The guidance offers advice on spotting those emails, as well as on how to respond in the event of falling victim to a scam.
BIBA members may wish to review their online policy in relation to email, internet and social media usage and ensure that staff have been issued with online safety advice with regards to cyber security. They will also need to ensure that staff know what to do in the event that they fall victim to a scam or click on a bad link. This may also mean that members need to revisit their plans for what to do in the event of a data breach and reporting to the ICO to ensure that their approach remains up-to-date and reflect the new pandemic operating environment.
The NCSC has also taken measures recently to automatically discover and remove malicious sites which serve phishing and malware. These sites use COVID-19 and Coronavirus as a lure to make victims ‘click the link’, so members should make their staff aware that such links while ostensibly looking helpful could be particularly harmful for their computer and data and ultimately the reputation of the organisation.
Members may wish to consider directing staff to official information about Coronavirus in order to reduce the risk of them being misinformed or deliberately misled. Trusted website resources include:
https://www.gov.uk/government/organisations/public-health-england – Public Health England
https://www.nhs.uk/conditions/coronavirus-covid-19/ – National Health Service
Members may also wish to consider informing staff that within the context of their working environment that the senior management of the firm will provide the sole source of information about Coronavirus.
https://www.ncsc.gov.uk/guidance/home-working – Home working guidance
https://www.ncsc.gov.uk/guidance/suspicious-email-actions – How to spot and deal with suspicious emails
https://www.ncsc.gov.uk/guidance/mitigating-malware-and-ransomware-attacks – Mitigating and defending against malware and ransomware.
Anyone that does fall victim to cyber related incident should report it to Action Fraud as soon as possible. Action Fraud has 24/7 live cyber reporting for businesses.
NSCS has produced a Small business guide: response and recovery to assist in the event of a cyber incident:
Advisory, Conciliation and Arbitration Service (ACAS)
ACAS is a Crown non-departmental public body of the UK Government its purpose is to improve organisations and working life through the promotion and facilitation of strong industrial relations practice. ACAS has published excellent guidance about working from home, although this was created in a time before the pandemic, when having the time to take the decision to set up homeworking was a luxury.
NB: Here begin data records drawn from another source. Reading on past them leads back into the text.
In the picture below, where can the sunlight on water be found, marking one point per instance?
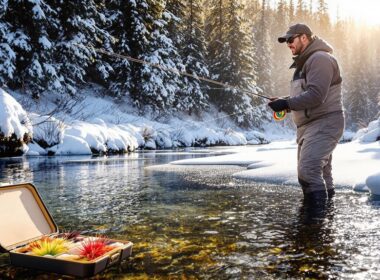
(198, 222)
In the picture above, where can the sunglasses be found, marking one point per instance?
(291, 39)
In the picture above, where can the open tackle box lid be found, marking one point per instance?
(23, 216)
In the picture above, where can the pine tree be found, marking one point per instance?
(7, 54)
(192, 96)
(231, 62)
(301, 12)
(359, 101)
(32, 27)
(281, 54)
(323, 18)
(124, 20)
(157, 88)
(81, 30)
(292, 12)
(263, 53)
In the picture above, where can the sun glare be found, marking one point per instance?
(362, 11)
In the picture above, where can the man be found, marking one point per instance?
(316, 104)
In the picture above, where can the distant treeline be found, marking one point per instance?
(48, 46)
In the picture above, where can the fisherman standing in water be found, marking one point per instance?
(316, 104)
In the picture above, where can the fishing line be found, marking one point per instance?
(225, 86)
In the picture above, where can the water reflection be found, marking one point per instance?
(199, 222)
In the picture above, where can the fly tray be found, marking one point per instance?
(31, 237)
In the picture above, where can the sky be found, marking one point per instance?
(362, 11)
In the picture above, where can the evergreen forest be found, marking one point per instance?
(52, 46)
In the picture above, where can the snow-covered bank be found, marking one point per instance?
(15, 126)
(355, 164)
(96, 124)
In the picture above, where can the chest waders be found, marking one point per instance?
(318, 132)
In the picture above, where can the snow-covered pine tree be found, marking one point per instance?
(188, 36)
(7, 54)
(33, 27)
(127, 28)
(358, 99)
(231, 62)
(156, 88)
(281, 54)
(263, 52)
(292, 12)
(301, 12)
(80, 32)
(323, 19)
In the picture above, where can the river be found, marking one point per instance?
(197, 222)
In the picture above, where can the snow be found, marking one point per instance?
(97, 124)
(355, 164)
(13, 118)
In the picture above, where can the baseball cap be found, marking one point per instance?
(295, 29)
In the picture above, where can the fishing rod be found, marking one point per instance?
(278, 116)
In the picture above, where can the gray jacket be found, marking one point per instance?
(316, 87)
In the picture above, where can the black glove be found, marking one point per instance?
(279, 105)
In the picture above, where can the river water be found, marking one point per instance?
(197, 222)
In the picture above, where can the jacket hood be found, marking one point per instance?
(317, 44)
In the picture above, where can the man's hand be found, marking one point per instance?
(279, 105)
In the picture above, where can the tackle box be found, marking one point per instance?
(25, 219)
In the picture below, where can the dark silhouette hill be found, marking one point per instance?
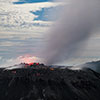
(46, 83)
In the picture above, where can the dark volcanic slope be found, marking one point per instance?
(49, 84)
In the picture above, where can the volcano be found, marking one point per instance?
(40, 82)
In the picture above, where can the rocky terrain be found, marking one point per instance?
(40, 82)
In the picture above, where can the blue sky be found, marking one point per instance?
(23, 26)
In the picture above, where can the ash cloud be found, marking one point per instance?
(77, 21)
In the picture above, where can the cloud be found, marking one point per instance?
(19, 16)
(20, 59)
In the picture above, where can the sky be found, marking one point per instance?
(23, 26)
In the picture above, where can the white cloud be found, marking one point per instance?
(18, 16)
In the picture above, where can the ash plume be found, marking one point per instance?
(77, 21)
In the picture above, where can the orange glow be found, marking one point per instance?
(28, 59)
(52, 69)
(31, 64)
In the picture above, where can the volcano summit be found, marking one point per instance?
(40, 82)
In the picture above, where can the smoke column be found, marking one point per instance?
(77, 21)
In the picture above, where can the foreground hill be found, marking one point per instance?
(45, 83)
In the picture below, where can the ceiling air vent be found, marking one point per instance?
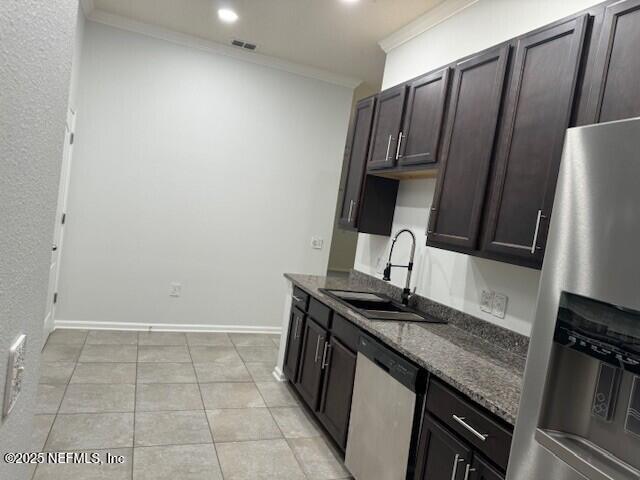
(241, 44)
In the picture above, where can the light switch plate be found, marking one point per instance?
(486, 301)
(15, 373)
(499, 305)
(175, 289)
The guidance looks at the HR and employment implications of homeworking for both the employer and the employee, the pros and cons of working from home, how to go about creating a policy, setting up a homeworker, managing homeworkers, health and safety as well as providing suggested further reading.
Members may access the ACAS guidance Homeworking – A guide for employers and employees by clicking here.
ACAS has also created a checklist for setting up home working and sample policy for homeworking. The organisation also talks about the importance of creating a good working environment when working outside the office and supporting mental health and wellbeing among staff working in isolation.